Scientists from Duke University are trying to develop private blood tests that can identify the type of illness—bacterial or viral—and correspondingly, make a conclusion if medicine is necessary.
To find the cause of the illness, the new device needs only a couple drops of blood, which is amazing.
According to the Health Newsline report, the most common reason why people go to the doctor is a respiratory infection.
Ephraim L. Tsalik, M.D., Ph.D., Duke professor of medicine and doctor at emergency division at the Durham Medical Center has shared some interesting insights on this topic. According to him, there is no highly accurate way to determine whether the infection is bacterial or viral; even a huge amount of information cannot help doctors make the right decision all the time. More than half of the patients use antibiotics to recover from a bacterial infection when in fact they have a viral infection. Usually, people want to be double-sure, that is why they do not wait for the treatment that spares the organism and take loads of antibiotics. Tsalik believes that the use of antibiotics has to be restricted as it is risky both for the patient and for the public health.
There is no doubt that determining the illness type is a difficult task, but the new medical breakthrough will save many lives.

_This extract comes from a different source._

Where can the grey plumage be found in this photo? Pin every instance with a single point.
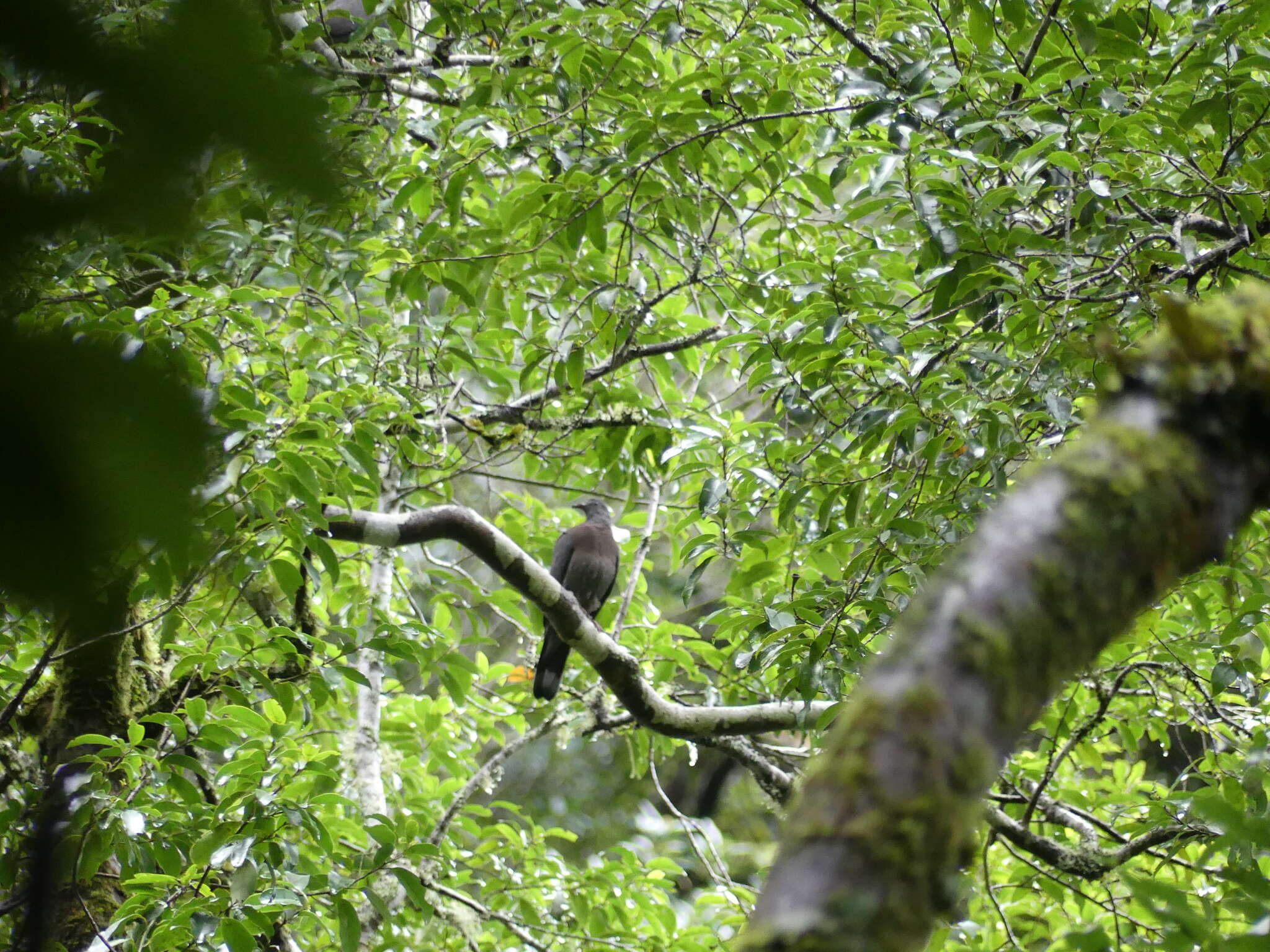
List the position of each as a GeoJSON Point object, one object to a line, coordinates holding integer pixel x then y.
{"type": "Point", "coordinates": [340, 29]}
{"type": "Point", "coordinates": [585, 560]}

On Jan. 20, Tsalik, Woods, and their team made a report on their study, which was published in the Science Translational Medicine.
A blood test that is able to determine the infection type already exists. However, the latest innovation of the Duke professors is much more efficient, as Modern Readers says.
Tsalik claims that taking into account modern doctors prescribing antibiotics to those patients that do not need them, their new blood test is an improvement of today’s test version.
The researchers from Duke also hope to minimize the blood testing time from 10 hours to one hour.
The scientists do not plan on stopping on that they have already achieved. Their aim is much more grandiose—to make the private blood test available not just in some specialized centers, but also at workplaces, at patients’ bedsides, and many other places.